7. Future Directions

Encouraged by the early clinical experience, several randomized trials have been launched to investigate the effectiveness of PT in terms of oncologic outcomes and toxicity reduction [17]. Some series limit inclusion criteria to one HNC subsite, e.g., NCT01893307 and NCT04609280 including locally-advanced OPSCC, and NCT04528394, NCT00592501 and NCT02135042 including only NPSCC [115]. Other trials include multiple HNSCC locations, e.g., NCT03513042 and NCT04870840. The DAHANCA 35 trial is open for SCC of both the oropharynx and the larynx. Furthermore, several trials focus on patients with previously irradiated HNC (NCT01973179, NCT03217188, NCT03164460, NCT04671667, NCT03539198 and DAHANCA 37). In the period 2022-2025, the construction of another 25 new PT centers with 67 therapy rooms is foreseen [116].

8. Conclusions

The evidence summarized in this review suggests that PT is a promising treatment option for patients with HNSCC, particularly for those with mucosal SCC above the level of the hyoid. Further prospective well-designed investigations comparing the clinical effectiveness and benefits of proton beam therapy to IMRT are necessary, especially with regard to long-term toxicity.
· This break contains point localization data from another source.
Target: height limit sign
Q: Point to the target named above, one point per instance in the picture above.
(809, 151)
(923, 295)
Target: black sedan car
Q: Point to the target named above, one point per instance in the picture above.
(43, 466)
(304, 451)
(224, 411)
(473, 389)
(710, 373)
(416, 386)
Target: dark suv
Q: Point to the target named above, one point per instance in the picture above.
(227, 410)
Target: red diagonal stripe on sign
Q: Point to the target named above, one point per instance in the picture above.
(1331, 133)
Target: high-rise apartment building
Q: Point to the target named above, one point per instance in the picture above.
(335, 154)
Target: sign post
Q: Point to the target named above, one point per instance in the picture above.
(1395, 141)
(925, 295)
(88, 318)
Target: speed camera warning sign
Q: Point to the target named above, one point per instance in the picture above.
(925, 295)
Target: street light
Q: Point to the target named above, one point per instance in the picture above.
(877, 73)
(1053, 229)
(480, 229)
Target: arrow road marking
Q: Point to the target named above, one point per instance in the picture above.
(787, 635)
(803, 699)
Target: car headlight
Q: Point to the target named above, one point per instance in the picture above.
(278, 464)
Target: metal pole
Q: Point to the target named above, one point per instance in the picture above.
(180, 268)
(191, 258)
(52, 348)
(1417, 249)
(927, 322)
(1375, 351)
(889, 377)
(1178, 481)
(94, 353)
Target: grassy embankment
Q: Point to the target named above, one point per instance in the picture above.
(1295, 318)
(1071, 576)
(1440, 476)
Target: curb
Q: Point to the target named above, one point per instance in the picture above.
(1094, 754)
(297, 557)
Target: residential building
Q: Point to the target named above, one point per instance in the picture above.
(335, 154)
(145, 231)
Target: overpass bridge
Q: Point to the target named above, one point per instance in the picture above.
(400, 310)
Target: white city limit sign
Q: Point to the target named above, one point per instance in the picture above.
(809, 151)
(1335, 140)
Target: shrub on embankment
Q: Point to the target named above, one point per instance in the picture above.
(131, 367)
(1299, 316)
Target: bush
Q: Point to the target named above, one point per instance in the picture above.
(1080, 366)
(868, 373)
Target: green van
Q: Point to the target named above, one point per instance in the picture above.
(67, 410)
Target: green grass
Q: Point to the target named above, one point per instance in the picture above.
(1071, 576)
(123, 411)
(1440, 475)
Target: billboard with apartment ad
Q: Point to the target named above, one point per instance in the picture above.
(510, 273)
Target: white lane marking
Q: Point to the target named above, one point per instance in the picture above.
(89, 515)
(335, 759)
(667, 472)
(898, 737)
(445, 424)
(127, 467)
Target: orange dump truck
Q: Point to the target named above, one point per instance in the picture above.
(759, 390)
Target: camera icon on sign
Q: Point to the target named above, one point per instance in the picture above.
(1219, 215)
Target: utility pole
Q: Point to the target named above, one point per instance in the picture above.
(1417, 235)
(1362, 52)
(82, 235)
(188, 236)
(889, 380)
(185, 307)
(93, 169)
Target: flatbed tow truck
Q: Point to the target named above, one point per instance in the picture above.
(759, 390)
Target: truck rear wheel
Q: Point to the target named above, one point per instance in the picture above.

Radiation treatment plan optimization methods to account for inter-fractional anatomical changes should be improved. To enable wider implementation of PT to patients with HNSCC, radiation oncologists, health economists, patient advocates, and governments should critically reflect on how to evaluate reimbursement for HNSCC patients. Model-based selection with continuous validation currently represents the most evidence-based approach to select individual patients for PT for maximal cost effectiveness.